Printable Student View

K W L H 
Why Do People Build Dams?

 

What We Know
about Dams
What We Want to Find Out
about Dams
What We Learned
How Can We Learn More
 

 

 

 

 

 

 

 

 

Categories of Information we expect to use:

A.

B.

C.

D.

 

Check for Understanding

  • Ask students to predict what impact they think dams have had on the environment and people historically. You may want to post these statements and predictions. As the students continue in the unit, periodically come back to them and have students see if their original ideas still hold up. At the conclusion of the unit, ask the students the L and the H.

 

Strategy 3

Note-taking and Reciprocal Learning

  • Distribute “Resource Packet” Information on:
  • Have students work in cooperative groups to become “expert” on one section of the resource packet.
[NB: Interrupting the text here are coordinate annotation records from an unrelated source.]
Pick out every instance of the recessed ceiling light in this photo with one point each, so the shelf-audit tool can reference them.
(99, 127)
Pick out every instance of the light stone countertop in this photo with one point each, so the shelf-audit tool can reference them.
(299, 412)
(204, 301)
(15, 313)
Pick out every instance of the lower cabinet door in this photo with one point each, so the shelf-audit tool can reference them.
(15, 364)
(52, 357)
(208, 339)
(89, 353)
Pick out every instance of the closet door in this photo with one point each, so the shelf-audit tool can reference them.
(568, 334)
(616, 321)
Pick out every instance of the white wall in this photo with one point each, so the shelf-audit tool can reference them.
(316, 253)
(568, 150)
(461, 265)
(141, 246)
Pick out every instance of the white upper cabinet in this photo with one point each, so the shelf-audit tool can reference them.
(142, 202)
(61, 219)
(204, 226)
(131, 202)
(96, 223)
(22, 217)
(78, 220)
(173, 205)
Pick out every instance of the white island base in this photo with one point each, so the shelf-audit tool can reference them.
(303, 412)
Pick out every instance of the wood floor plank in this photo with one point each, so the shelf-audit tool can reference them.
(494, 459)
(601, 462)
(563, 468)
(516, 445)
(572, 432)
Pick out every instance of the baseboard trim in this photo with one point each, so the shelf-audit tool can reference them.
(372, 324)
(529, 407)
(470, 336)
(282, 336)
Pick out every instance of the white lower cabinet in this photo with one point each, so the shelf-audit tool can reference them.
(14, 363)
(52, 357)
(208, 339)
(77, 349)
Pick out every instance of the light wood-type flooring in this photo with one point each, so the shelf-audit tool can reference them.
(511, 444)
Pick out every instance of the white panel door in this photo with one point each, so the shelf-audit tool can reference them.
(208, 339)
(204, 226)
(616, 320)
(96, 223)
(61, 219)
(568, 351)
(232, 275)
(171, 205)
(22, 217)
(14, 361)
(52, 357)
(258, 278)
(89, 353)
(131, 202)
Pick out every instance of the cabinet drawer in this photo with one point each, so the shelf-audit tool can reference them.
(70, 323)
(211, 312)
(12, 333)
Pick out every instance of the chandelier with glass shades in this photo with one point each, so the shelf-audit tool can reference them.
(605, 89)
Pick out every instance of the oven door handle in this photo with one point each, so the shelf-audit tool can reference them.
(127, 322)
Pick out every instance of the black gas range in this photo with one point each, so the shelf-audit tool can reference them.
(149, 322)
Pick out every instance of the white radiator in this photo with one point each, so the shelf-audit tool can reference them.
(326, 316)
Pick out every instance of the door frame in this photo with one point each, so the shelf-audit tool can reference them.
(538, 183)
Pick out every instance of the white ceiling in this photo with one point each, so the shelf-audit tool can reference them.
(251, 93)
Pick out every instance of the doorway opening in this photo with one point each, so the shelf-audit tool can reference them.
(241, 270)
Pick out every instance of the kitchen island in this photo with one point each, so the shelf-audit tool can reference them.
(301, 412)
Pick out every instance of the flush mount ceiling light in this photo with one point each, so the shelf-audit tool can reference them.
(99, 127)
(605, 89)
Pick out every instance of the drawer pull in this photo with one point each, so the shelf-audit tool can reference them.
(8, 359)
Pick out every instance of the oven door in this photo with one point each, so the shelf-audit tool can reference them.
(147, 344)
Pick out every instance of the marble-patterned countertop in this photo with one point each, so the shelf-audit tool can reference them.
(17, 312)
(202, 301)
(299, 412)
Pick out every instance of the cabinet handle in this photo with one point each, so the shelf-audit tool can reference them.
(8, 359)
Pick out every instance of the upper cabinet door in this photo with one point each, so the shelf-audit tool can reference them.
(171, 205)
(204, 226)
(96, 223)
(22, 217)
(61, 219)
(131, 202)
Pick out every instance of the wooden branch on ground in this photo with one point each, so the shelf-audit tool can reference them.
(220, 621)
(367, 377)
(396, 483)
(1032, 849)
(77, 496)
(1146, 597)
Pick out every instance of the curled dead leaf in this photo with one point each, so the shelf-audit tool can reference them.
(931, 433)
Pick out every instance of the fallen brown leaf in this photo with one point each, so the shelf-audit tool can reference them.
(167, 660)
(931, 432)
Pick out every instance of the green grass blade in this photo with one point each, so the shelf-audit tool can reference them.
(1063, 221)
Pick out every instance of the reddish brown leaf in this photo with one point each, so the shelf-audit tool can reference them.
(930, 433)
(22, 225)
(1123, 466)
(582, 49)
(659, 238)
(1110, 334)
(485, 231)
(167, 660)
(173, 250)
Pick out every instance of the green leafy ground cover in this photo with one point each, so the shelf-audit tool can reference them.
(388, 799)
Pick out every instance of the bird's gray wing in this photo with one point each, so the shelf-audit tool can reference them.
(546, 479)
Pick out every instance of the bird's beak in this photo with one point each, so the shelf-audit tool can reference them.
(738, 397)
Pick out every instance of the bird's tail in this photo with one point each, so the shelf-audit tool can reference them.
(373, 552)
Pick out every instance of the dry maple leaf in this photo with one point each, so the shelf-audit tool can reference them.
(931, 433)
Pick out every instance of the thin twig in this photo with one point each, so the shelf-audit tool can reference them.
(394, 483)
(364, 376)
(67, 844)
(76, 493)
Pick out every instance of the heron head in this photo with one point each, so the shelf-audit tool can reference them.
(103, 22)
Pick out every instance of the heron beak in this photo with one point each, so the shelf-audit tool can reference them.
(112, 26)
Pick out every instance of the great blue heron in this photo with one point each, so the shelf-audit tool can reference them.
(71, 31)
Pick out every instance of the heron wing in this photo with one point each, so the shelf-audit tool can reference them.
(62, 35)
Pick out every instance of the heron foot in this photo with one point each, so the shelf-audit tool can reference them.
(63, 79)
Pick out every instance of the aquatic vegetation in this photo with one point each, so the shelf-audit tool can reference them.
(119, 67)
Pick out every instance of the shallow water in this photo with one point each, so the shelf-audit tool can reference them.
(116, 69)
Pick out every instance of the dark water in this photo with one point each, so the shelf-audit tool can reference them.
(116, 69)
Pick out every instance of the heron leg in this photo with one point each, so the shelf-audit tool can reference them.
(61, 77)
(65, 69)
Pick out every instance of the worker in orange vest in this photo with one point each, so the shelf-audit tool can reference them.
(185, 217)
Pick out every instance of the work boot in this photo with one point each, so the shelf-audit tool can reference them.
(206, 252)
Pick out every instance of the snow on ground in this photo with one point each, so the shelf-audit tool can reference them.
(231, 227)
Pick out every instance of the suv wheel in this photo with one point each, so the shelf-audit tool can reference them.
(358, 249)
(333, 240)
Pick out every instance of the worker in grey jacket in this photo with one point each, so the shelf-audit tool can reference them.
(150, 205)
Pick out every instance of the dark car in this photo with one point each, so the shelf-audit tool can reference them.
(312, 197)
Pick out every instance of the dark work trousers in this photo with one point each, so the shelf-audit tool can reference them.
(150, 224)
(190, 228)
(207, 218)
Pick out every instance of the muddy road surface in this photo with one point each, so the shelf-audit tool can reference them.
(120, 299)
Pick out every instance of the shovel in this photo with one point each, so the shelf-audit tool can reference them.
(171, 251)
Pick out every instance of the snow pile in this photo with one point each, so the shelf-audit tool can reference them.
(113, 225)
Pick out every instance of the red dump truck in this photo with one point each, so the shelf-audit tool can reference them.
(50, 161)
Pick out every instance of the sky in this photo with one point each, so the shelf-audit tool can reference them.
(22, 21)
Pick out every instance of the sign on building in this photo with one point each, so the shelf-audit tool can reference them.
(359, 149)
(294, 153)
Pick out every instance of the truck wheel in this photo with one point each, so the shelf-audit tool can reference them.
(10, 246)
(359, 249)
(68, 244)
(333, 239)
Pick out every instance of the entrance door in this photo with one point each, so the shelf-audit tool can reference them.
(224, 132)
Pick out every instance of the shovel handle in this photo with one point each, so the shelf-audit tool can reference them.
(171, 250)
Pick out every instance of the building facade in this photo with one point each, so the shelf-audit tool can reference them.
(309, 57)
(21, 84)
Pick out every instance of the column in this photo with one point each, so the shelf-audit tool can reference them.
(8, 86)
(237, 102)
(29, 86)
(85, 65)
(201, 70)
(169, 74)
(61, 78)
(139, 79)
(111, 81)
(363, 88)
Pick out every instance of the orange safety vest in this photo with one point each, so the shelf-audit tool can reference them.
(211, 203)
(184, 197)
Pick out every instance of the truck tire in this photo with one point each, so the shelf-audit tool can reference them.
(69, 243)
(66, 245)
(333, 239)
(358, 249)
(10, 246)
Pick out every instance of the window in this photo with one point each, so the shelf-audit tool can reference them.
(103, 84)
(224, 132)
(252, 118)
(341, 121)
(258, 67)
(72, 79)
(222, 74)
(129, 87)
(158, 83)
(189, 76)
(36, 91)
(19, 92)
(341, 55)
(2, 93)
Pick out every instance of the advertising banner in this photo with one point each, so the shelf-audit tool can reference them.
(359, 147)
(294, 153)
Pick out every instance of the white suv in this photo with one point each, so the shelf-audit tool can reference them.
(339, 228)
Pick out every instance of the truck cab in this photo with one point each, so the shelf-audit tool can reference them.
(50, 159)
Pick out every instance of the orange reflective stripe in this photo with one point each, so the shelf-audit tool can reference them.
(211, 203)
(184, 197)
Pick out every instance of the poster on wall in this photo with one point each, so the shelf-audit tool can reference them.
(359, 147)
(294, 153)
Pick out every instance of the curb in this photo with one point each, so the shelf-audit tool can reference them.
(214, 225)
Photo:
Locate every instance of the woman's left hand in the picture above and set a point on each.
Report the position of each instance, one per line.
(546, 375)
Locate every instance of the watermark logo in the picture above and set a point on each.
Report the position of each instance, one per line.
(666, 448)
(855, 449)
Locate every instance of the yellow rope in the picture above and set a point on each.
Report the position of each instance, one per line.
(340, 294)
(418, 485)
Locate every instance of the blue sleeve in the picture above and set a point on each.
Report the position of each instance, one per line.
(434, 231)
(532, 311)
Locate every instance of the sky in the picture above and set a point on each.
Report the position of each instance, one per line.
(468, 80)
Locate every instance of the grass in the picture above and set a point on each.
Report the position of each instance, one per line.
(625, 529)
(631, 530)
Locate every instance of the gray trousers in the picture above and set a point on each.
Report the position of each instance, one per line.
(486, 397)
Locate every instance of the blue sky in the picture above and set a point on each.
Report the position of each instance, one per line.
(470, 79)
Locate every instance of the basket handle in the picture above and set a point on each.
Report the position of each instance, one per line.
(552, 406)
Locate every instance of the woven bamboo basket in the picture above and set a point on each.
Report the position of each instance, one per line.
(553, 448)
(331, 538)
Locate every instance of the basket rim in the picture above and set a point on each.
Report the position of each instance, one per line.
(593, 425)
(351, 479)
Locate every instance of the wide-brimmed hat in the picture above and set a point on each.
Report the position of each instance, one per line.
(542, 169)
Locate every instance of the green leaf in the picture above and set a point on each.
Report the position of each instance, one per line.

Have them share their expertise with other groups. Summarize the information in a full-class discussion.
  • Have students take notes during the discussion and add the information to their notebooks as the teacher records it on a transparency.
  • Use the Case Analysis Worksheet to use their knowledge to think about issues related to the dams and to make connections to potential problems.

Check for Understanding

  • Have groups share their information with the total class, encouraging students to add additional information to their Case Analysis Worksheet.